Ritu Goyal Harish, a former journalist and a now an entrepreneur, says,
“Abuse cannot be forgotten. It can be suppressed for a while (as in Vinta Nanda’s case) but it can never be forgotten. The fear and sense of violation you felt will remain with you forever. And closure and peace can only be attained if the perpetrator is punished.”
Simply put – believe women. It’s not easy for women to speak up against sexual predators. #MeToo gave a platform to a lot of women to recount the horrors, from Tanushree Dutta, Vinta Nanda, Bina Ramani, Chinmayi Sripaada to Sandhya Mridul, Saloni Chopra, including. But there are many more stories out there, waiting to be told.
“When a woman speaks about the terrible experiences, she is risking her dignity, her honour, her present and her future. We must believe these women, because it takes immense amounts of courage to speak out,” says Sasha Ranganath, a young intern at a media outfit.
To not believe a woman who’s gathered this courage is to discourage the other silent ones.
The Prevention of Sexual Harassment at The Workplace Act (POSH) formulated on the Vishakha Guidelines has been in existence since 2003, but not many women are aware of their rights at the workplace.
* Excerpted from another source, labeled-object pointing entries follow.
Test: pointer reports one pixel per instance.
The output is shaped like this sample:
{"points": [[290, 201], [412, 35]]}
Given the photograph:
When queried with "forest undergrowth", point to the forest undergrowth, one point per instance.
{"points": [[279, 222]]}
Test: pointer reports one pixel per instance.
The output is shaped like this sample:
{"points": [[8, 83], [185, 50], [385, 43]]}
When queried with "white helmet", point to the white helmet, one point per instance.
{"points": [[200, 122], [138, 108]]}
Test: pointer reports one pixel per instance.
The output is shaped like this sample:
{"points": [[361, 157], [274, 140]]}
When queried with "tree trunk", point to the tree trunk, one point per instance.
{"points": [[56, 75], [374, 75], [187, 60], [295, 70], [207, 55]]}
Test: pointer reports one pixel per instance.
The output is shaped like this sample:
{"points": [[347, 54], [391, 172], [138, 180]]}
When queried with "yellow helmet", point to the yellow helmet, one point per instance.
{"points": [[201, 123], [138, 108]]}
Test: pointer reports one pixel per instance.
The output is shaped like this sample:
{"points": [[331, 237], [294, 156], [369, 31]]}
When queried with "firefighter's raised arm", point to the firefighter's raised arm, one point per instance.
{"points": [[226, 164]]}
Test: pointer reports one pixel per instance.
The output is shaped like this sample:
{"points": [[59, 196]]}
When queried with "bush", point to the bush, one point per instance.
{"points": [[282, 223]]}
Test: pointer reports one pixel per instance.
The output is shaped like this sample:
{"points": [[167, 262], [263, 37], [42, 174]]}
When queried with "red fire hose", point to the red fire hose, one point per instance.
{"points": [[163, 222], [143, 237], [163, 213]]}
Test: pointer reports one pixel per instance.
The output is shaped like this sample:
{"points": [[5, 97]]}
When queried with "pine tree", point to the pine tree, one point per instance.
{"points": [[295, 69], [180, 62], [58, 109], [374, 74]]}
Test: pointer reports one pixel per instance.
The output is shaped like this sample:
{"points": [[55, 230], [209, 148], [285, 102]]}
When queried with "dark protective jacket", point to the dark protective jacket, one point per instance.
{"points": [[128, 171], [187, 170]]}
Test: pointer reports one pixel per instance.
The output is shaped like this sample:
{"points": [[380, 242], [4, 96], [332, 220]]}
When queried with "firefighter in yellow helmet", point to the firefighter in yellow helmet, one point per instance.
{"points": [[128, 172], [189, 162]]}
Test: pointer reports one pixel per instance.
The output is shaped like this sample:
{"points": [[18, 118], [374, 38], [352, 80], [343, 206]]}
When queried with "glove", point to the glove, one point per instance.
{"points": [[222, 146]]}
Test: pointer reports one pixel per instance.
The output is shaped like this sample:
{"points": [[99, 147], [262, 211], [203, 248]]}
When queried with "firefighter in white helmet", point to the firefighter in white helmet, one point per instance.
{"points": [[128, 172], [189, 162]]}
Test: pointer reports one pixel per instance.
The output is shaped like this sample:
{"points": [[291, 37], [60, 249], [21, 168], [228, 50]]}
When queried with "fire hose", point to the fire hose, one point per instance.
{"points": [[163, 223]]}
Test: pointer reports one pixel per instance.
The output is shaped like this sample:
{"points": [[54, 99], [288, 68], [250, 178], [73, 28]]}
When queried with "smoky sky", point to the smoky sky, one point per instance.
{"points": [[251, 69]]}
Make sure your organisation has an Internal Complaints Committee (ICC) to address your complaints of harassment or abuse.
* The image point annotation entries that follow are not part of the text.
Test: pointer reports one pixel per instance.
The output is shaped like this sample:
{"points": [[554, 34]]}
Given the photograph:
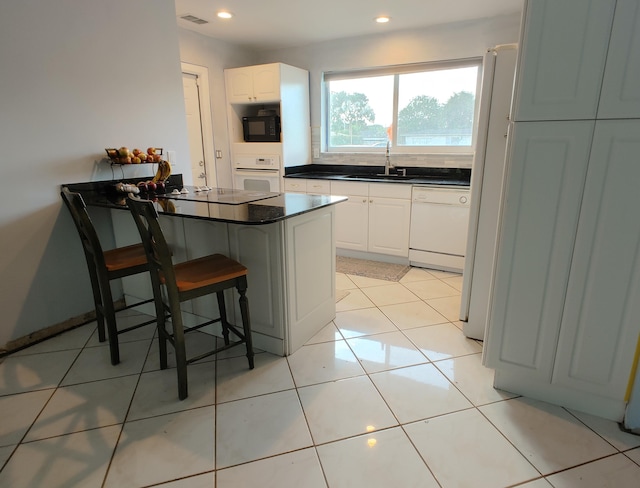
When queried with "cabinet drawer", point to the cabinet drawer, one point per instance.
{"points": [[349, 188], [390, 190], [295, 185], [319, 187]]}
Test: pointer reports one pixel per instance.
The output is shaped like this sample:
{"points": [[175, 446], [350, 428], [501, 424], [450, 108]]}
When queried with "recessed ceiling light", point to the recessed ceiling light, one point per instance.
{"points": [[224, 14]]}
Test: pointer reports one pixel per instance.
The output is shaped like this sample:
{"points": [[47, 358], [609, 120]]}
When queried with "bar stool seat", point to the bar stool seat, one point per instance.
{"points": [[185, 281], [103, 267]]}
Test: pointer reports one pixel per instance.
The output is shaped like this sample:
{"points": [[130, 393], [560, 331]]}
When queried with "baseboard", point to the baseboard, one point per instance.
{"points": [[51, 331]]}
“The common refrain is, ‘everybody in the office will know that I have been harassed, they might judge me, I might lose my job and my career will be at stake.’ Women should be aware that according to Section 16 of POSH Act, the contents of the complaint, the identity and the address of the aggrieved woman, witnesses to the act of harassment, and the details of the proceedings/inquiry done by the internal complaints committee or the local complaints committee and action taken should not be published or communicated to the public, press and media in any manner.”
“While I am glad we are finally seeing something like this at this scale, it also saddens me to see the movement becoming a war of the genders. I strongly think this is a clarion call for the genders to come together, be empathetic towards each other, and most importantly, listen,” says Malini Gowrishankar, Founder & CEO of F5escapes.
While a majority of the abuse chronicled has happened at the hands of men, one cannot label the entire gender as misogynistic and abusive. There are instances of women in power abusing men as well, and it is important to remember that this is about every victim and every survivor who’s speaking up.
The #MeToo movement, apart from raging debates and discussions, has also opened up conversations, especially among the youth. Malini, mother to a son, says, “My son is very receptive to these conversations. I encourage him to talk to his friends too. I see a lot of young men feeling that this movement is important, which is a welcome sign. I see a lot of people saying 'I know that person, he/she is a gem'. There are ways to support a person and make her/him feel heard without taking sides. Listening with intent can facilitate that. I think more objective people are the need of the hour. I feel we, the observers, need to be able to help the two people have a smooth conversation and resolve matters. At the same time, we need to acknowledge that sexual abuse is not limited to one gender. I wish more men also develop the strength and courage to talk about abuse meted out to them.”
It’s imperative that the lessons from #MeToo are carried forward so that future generations are not afraid to speak up.
As author Dianna Hardy says, “It only takes one voice, at the right pitch, to start an avalanche.”